This chapter explains all of the menu items. ->Menu->Item is used in this text to denote a menu item Item from the menu Menu. For example menu item Connection from the Manager menu is denoted by ->Manager->Connection
Establishes connection to the server. It is not possible to work with corpora without a connection. It is possible to connect to either a remote server through the Internet/intranet or to launch the server locally. If the Internet connection is not set in the configuration, an automatic connection is performed once Bonito is launched. Otherwise this menu item is automatically selected and it is necessary to enter the user's name and password in the displayed window.
The connection is performed to a remote server, the address of which is in the entry box Server address. User name and password are required.

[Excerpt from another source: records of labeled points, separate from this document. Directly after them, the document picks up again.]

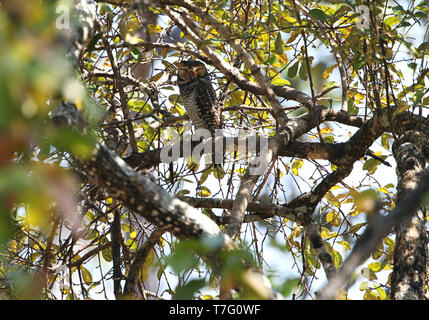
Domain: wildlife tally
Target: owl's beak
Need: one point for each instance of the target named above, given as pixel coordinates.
(194, 74)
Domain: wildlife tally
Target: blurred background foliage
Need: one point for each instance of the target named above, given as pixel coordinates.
(34, 185)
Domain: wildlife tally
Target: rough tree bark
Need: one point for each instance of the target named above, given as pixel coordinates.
(409, 274)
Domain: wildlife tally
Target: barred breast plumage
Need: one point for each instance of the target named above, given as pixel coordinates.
(198, 95)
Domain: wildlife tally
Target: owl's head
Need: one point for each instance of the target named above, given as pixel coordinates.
(191, 70)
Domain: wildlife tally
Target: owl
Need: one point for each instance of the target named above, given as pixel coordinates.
(198, 95)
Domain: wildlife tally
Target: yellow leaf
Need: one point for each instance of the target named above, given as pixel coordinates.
(144, 271)
(153, 28)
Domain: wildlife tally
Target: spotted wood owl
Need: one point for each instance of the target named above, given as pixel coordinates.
(198, 95)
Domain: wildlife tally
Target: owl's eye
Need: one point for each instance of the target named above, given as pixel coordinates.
(201, 70)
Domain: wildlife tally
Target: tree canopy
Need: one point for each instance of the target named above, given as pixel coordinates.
(329, 98)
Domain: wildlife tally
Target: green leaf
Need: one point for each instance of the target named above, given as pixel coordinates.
(135, 53)
(278, 44)
(319, 15)
(296, 165)
(187, 291)
(376, 266)
(291, 73)
(86, 275)
(107, 254)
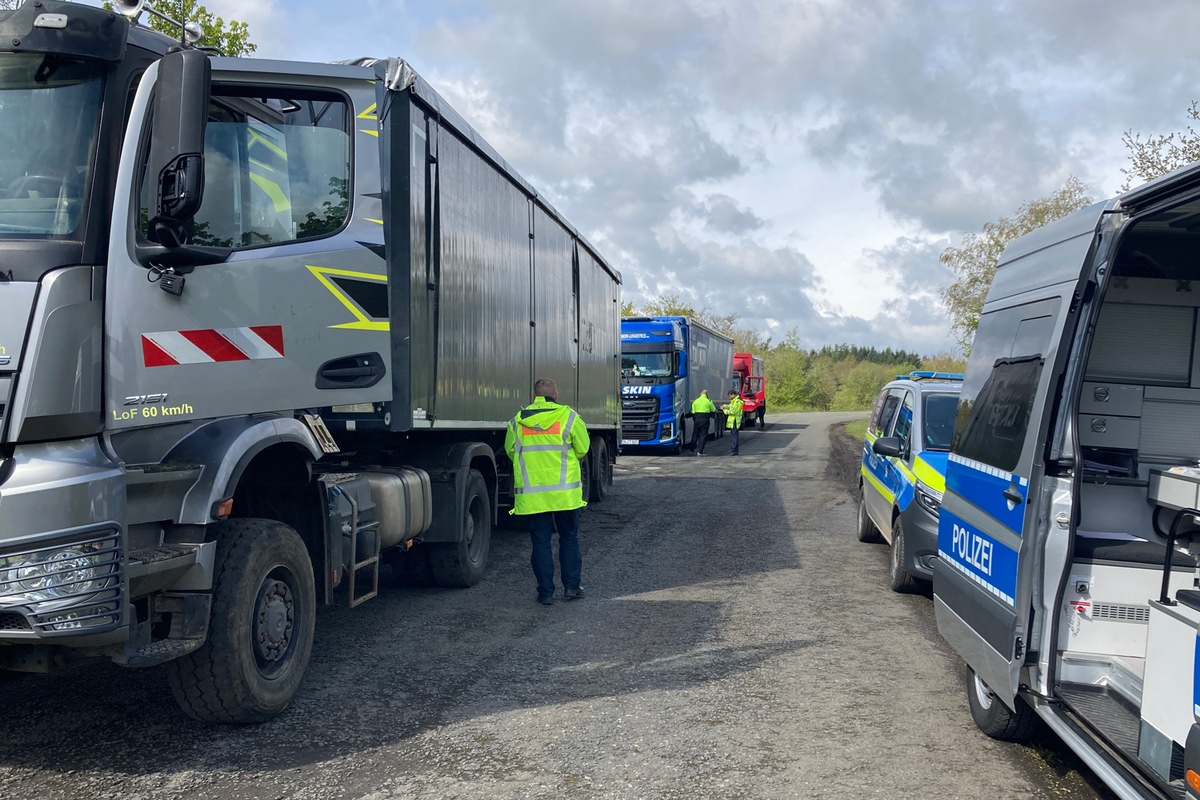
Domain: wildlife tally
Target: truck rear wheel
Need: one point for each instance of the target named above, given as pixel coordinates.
(601, 474)
(994, 717)
(463, 563)
(264, 605)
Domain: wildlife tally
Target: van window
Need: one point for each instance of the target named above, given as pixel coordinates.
(995, 431)
(904, 422)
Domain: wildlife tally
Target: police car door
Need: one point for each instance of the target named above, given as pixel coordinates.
(989, 522)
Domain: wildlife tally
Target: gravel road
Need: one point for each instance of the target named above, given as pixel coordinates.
(736, 643)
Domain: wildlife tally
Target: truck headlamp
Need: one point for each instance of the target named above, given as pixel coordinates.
(929, 498)
(57, 573)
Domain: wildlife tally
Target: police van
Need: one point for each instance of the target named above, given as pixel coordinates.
(904, 471)
(1068, 533)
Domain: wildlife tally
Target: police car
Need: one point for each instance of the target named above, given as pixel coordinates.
(904, 471)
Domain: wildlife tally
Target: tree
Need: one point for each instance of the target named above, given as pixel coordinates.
(975, 260)
(1161, 154)
(231, 37)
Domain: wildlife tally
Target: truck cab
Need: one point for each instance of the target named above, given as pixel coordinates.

If you select this option, the server runs locally, that is, in the same computer as Bonito, and the whole manager and all corpora to be used have to be installed in this computer. The user's name and password are ignored. The access to the selected corpora is determined by the permissions of the corpus data files. For the server launch the command in the Server command entry box is used.
The address of the computer which the server is running on e.g. aurora.fi.muni.cz.
User's login and password. These can be different from user's login and/or password on the server. Password characters are not displayed in the entry box.
The command for the local server launch. (e.g. manateesrv "desam susanne" 2>errlog).
Changes the user's password. The old password entry is required and the new password entry is required twice. Password characters are not displayed in the entry boxes.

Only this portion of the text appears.